The report, endorsed by all nine Republicans and eight Democrats on the committee, found that the primary reason President Bush gave for attacking Iraq was untrue.

Bush "made very declarative statements. There's no question about it," said Sen. Pat Roberts, R-Kan., the committee's chairman. "He made a case to go to war. We all did. ... We believed it. But the information was wrong. What he (the president) said was what he got from the intelligence community, and what he got was wrong."

Asked whether he thought going to war was a mistake, Roberts replied: "History is going to judge. I really don't know."

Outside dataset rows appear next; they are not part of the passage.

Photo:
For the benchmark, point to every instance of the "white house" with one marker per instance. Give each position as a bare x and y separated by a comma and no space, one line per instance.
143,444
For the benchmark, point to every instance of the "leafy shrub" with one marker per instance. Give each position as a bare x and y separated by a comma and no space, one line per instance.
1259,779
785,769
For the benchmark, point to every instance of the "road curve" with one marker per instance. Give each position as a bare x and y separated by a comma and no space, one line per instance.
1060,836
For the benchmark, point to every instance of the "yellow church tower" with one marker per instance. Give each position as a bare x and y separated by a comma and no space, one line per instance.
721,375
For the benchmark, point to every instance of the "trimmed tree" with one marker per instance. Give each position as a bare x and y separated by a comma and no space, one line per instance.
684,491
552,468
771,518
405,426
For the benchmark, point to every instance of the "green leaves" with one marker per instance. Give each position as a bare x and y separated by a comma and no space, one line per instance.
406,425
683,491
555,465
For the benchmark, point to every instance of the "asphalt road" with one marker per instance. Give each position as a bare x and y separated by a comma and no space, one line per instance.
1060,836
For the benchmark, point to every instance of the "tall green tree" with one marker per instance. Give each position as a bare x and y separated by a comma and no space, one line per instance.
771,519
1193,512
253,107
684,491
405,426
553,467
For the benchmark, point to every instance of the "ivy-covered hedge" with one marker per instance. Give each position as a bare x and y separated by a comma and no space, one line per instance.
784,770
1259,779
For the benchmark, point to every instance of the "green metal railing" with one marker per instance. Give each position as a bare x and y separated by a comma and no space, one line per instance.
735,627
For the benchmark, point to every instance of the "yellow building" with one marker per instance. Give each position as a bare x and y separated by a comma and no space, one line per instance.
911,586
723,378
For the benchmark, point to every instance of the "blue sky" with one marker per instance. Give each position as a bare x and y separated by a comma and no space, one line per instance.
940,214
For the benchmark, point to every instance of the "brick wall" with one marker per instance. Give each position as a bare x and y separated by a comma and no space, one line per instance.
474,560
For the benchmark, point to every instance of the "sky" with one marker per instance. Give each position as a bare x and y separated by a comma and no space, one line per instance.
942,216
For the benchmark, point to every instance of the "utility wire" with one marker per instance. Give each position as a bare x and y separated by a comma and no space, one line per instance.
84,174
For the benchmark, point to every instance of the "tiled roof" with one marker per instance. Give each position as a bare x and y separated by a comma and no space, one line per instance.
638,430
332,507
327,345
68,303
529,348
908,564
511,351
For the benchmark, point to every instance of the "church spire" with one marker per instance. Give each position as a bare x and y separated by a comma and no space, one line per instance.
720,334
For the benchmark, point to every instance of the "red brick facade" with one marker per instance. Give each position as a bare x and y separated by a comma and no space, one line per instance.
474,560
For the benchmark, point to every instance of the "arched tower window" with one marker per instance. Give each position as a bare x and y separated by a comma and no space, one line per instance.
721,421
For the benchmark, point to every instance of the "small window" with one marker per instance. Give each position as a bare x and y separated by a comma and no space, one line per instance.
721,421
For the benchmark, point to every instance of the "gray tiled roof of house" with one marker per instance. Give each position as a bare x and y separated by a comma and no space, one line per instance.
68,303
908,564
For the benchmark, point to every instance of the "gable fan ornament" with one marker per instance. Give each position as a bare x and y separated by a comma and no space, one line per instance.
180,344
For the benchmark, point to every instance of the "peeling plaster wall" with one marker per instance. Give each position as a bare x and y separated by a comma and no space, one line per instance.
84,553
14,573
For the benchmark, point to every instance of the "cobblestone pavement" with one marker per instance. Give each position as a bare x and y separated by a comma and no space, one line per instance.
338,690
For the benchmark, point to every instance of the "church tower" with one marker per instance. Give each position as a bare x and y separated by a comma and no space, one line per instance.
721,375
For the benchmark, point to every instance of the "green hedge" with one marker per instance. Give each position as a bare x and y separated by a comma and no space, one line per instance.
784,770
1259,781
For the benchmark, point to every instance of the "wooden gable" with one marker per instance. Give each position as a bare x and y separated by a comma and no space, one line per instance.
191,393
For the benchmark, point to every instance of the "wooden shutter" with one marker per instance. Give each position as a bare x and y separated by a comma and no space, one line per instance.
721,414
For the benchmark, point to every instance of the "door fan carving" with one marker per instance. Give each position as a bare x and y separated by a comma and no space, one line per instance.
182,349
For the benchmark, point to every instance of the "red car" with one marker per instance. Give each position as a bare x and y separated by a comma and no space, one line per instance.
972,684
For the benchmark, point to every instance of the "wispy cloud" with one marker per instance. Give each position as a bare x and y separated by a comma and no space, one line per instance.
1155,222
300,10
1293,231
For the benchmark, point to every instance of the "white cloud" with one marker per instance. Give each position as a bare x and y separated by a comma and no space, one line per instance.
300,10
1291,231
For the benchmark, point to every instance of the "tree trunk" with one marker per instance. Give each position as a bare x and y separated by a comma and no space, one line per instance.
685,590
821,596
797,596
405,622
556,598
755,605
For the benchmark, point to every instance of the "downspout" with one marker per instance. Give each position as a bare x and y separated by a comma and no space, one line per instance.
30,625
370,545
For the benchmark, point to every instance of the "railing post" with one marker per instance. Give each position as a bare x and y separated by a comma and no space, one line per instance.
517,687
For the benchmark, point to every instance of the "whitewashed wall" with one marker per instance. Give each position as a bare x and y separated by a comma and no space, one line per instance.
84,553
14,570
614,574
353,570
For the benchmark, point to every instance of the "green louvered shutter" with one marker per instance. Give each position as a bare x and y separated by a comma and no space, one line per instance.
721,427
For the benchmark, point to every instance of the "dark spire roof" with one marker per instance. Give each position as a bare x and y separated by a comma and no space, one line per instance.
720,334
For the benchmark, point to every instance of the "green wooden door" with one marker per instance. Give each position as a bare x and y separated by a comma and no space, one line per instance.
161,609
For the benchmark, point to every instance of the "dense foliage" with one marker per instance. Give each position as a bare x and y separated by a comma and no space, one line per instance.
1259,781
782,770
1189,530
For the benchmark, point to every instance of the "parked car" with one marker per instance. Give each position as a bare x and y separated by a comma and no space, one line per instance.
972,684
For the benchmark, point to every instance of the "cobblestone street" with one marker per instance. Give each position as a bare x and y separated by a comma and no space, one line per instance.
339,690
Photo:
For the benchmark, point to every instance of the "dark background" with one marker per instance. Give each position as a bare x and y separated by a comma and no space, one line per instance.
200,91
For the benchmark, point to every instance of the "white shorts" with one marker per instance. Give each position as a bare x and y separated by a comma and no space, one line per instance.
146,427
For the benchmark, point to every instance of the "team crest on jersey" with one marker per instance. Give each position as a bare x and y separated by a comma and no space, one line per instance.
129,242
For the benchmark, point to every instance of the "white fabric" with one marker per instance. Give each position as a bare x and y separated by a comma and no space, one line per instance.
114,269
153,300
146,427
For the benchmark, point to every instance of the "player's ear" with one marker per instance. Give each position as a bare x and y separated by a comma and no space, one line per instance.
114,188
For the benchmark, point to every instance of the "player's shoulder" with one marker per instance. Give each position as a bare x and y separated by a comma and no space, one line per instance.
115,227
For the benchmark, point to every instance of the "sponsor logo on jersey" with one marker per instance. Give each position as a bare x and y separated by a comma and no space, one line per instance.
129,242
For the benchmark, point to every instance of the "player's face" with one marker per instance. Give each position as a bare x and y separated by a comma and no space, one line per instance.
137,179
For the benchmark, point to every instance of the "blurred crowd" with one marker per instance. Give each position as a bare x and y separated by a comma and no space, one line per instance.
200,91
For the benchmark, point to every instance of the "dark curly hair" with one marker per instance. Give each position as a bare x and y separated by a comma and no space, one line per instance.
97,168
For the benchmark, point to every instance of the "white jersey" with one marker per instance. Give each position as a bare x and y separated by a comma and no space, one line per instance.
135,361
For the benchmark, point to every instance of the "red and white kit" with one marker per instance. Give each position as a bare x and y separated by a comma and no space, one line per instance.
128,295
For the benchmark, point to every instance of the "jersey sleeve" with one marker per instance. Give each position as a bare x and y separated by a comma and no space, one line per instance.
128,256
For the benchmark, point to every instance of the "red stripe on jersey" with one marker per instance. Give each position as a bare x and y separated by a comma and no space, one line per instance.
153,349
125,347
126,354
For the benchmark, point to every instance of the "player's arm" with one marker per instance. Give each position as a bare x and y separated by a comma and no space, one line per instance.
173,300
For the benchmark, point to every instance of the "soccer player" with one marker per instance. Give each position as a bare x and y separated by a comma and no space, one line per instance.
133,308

Sen. John "Jay" Rockefeller of West Virginia, the panel's senior Democrat, said the Senate wouldn't have voted for war in October 2002 if it had known about what he called among "the most devastating losses and intelligence failures in the history of the nation."

"Tragically, the intelligence failure set forth in this report will affect our national security for generations to come," Rockefeller said at a news conference with Roberts. "Our credibility is diminished. Our standing in the world has never been lower. We have fostered a deep hatred of Americans in the Muslim world, and that will grow. As a direct consequence, our nation is more vulnerable today than ever before."

John McLaughlin, who takes over as CIA director when George Tenet retires Sunday, told a rare news conference at CIA Headquarters, in Langley, Va., that intelligence agencies already have taken steps to address the defects behind the prewar intelligence analysis.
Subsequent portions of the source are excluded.